A incidência de neoplasias cutâneas tem diminuído com o advento da terapia anti-retroviral combinada. A incidência anual de  Sarcoma de Kaposi, por exemplo, caiu de 4% para 0,7%.  Dentre os linfomas, foram descritos os de células T epidermotrópicos, com manifestações semelhantes à micose fungóide. Os carcinomas baso e espinocelulares possivelmente ocorrem com maior freqüência em indivíduos infectados pelo HIV, mas ainda não existem estudos mostrando diferenças com a população, na qual esses tumores também são muito comuns.

 Frequentemente, a SIDA ocasiona exacerbações de afecções cutâneas como a Dermatite Seborréica e a Psoríase. Dentre as erupções pápulo-pruriginosas, destacam-se a  Foliculite eosinofílica associada à infecção por HIV, a  Erupção papular prurítica do HIV, e a Xerose/Asteatose Cutânea. Na mucosa oral, as lesões predominantes são as ulcerações aftóides e a Leucoplasia Pilosa.

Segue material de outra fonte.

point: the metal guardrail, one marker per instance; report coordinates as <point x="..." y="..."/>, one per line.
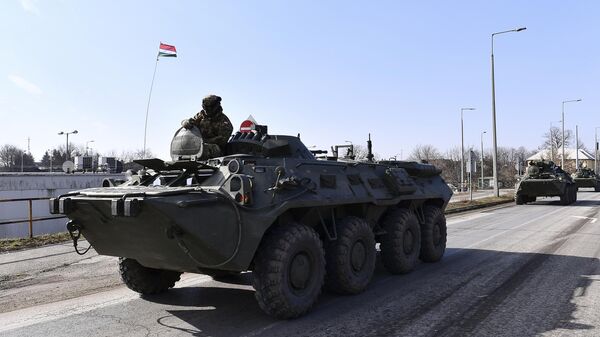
<point x="30" y="219"/>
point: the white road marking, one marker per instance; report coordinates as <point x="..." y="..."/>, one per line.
<point x="61" y="309"/>
<point x="459" y="219"/>
<point x="504" y="232"/>
<point x="592" y="220"/>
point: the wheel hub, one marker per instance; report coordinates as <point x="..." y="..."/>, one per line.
<point x="437" y="234"/>
<point x="300" y="271"/>
<point x="358" y="256"/>
<point x="408" y="241"/>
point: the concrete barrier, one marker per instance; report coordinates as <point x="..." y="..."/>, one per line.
<point x="39" y="185"/>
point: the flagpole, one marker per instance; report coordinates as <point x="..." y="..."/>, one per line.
<point x="148" y="107"/>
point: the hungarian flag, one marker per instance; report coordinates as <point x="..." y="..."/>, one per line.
<point x="166" y="50"/>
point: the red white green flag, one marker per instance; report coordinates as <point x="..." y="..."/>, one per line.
<point x="166" y="50"/>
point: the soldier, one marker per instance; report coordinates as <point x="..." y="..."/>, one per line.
<point x="214" y="126"/>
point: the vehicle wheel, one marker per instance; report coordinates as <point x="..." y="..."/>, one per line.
<point x="565" y="197"/>
<point x="401" y="244"/>
<point x="433" y="234"/>
<point x="350" y="258"/>
<point x="289" y="270"/>
<point x="146" y="280"/>
<point x="519" y="200"/>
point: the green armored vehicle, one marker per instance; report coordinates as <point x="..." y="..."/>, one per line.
<point x="586" y="177"/>
<point x="266" y="206"/>
<point x="545" y="179"/>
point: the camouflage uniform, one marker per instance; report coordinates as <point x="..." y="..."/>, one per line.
<point x="214" y="126"/>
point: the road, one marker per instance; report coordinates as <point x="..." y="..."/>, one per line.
<point x="479" y="194"/>
<point x="530" y="270"/>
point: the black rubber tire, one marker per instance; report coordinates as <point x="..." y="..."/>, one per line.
<point x="146" y="280"/>
<point x="519" y="199"/>
<point x="433" y="234"/>
<point x="565" y="199"/>
<point x="350" y="260"/>
<point x="280" y="249"/>
<point x="398" y="255"/>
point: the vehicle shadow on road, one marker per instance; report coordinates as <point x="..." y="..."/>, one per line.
<point x="469" y="292"/>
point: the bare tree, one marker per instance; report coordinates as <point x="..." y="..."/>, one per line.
<point x="13" y="159"/>
<point x="553" y="139"/>
<point x="425" y="152"/>
<point x="131" y="155"/>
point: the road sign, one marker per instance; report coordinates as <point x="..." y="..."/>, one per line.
<point x="248" y="125"/>
<point x="472" y="163"/>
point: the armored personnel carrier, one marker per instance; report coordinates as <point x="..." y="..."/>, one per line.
<point x="586" y="177"/>
<point x="545" y="179"/>
<point x="266" y="206"/>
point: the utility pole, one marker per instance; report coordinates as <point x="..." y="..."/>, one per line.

No tocante às alterações em fâneros, a Alopécia Difusa Não-Cicatricial ocorre principalmente em estágios mais avançados da imunodeficiência e é causada por ação direta do HIV, infecções oportunistas, deficiências nutricionais, distúrbios imunológicos e endócrinos e uso de medicamentos.

 

Os pacientes com SIDA também estão propensos a desenvolver farmacodermias, em virtude da grande quantidade de drogas utilizadas no manejo da própria síndrome e das comorbidades associadas. Nesse contexto, as drogas  que mais causam erupções cutâneas são o Sulfametoxazol-Trimetoprim, Pentamidina, Ampicilina e Aciclovir.

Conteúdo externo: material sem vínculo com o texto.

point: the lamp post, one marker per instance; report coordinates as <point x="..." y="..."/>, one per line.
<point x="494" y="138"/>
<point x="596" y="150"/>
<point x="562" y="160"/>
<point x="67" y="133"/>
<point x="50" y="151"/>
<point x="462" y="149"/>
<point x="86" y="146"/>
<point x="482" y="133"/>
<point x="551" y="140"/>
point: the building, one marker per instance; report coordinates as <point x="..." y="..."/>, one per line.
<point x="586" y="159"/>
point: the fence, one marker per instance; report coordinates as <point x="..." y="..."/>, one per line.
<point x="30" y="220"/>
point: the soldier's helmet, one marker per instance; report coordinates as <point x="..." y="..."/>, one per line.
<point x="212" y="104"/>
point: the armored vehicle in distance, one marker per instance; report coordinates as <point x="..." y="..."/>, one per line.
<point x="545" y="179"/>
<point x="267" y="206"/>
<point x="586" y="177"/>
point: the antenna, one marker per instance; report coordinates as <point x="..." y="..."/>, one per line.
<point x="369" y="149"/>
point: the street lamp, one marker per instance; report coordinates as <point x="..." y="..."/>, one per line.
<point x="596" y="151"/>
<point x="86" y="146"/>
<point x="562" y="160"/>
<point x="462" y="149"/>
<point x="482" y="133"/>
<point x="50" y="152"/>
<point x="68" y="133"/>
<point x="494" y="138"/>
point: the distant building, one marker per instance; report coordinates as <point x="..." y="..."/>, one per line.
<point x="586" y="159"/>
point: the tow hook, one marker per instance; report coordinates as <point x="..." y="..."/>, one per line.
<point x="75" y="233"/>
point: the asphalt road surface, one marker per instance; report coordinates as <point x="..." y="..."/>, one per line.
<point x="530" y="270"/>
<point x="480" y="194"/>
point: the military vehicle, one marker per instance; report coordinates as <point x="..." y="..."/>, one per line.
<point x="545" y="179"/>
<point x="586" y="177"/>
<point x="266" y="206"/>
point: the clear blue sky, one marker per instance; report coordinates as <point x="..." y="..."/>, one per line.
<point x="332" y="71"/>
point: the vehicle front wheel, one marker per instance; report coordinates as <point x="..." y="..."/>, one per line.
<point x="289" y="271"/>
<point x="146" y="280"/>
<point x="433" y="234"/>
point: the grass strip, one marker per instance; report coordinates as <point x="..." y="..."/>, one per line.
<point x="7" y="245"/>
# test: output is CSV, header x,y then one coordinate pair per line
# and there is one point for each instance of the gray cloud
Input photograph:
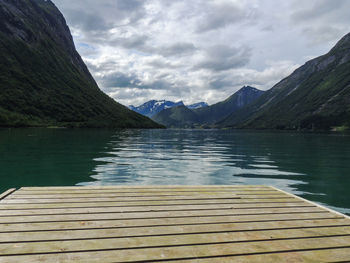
x,y
221,14
200,49
221,57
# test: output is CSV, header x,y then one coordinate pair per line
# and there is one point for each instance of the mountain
x,y
316,96
43,80
152,107
218,111
207,116
179,116
197,105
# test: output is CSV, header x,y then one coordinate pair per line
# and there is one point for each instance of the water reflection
x,y
307,165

Finalmente, a principal alteração dermatológica descrita a partir da instituição da terapia anti-retroviral combinada, é a lipodistrofia, onde há perda periférica do tecido gorduroso da face, glúteos e extremidades, com distribuição anormal de gordura nas regiões abdominal, dorso-cervical e de mamas.

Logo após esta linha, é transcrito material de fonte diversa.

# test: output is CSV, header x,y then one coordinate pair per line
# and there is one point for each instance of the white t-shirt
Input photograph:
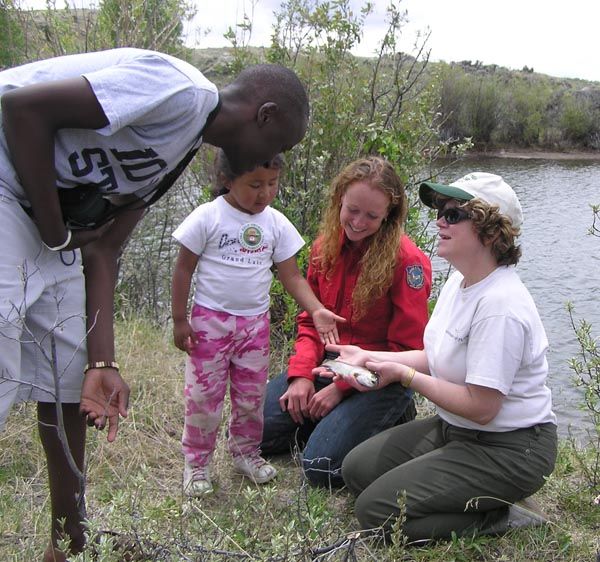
x,y
490,334
236,251
156,106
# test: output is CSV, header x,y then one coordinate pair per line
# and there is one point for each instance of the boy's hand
x,y
104,396
184,337
325,323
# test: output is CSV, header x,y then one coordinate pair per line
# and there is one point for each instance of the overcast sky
x,y
552,36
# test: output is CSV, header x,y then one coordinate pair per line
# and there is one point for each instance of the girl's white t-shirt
x,y
236,252
490,334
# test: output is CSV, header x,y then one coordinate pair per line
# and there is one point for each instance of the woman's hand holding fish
x,y
350,354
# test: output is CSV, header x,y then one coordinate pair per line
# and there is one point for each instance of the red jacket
x,y
395,322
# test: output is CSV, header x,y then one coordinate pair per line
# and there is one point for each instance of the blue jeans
x,y
324,444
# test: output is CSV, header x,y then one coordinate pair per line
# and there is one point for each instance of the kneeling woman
x,y
493,440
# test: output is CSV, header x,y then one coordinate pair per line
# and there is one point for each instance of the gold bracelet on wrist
x,y
410,377
101,365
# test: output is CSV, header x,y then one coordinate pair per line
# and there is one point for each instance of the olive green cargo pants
x,y
455,480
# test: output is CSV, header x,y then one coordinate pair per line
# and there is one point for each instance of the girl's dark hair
x,y
223,172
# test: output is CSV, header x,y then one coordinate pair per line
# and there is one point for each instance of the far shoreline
x,y
533,154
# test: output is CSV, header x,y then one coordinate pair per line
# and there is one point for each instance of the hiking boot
x,y
526,513
196,481
254,467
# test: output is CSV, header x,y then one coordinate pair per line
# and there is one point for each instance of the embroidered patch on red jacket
x,y
415,276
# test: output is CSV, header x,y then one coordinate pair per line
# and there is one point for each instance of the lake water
x,y
560,262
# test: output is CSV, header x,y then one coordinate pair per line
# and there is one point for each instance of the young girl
x,y
231,243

Pelas informações expostas, pode-se concluir que a presença de dermatoses na SIDA é muito comum. Frequentemente, esses pacientes iniciam seus quadros com manifestações dermatológicas, e algumas delas podem ser consideradas como verdadeiros marcadores cutâneos da síndrome, suscitando a investigação de infecção pelo HIV. O aumento da freqüência e da gravidade de afecções dermatológicas em pacientes com SIDA traduz a importância do rápido reconhecimento destas patologias não apenas pelo dermatologista, mas também por clínicos e demais especialistas.

 

Renata Silva Lima

Membro da Liga Acadêmica de Dermatologia da Bahia

 

Referências Bibliográficas

 

  1. HIV – Associated Skin Diseases. World Health Organization. Chapter 10.
  2. International AIDS Society–USA Topics in HIV Medicine. Dermatologic Manifestations of HIV Infection. Volume 13 Issue 5 December 2005/January 2006
  3. Cunha V, Souza Filho J,  Miranda A, Luiz M. Manifestações dermatológicas em pacientes portadores do vírus da imunodeficiência humana. Arquivos Catarinenses de Medicina V. 33. no. 2 de 2004
  4. Marques A, Masur H. Aids – Manifestações clínicas. In: Veronesi R, Focaccia R. Veronesi: Tratado de infectologia. São Paulo: Atheneu; 1996. Vol1.
  5.  Dermatologia SAMPAIO & RIVITTI. 3ª Edição, Editora Artes Médicas, 2007.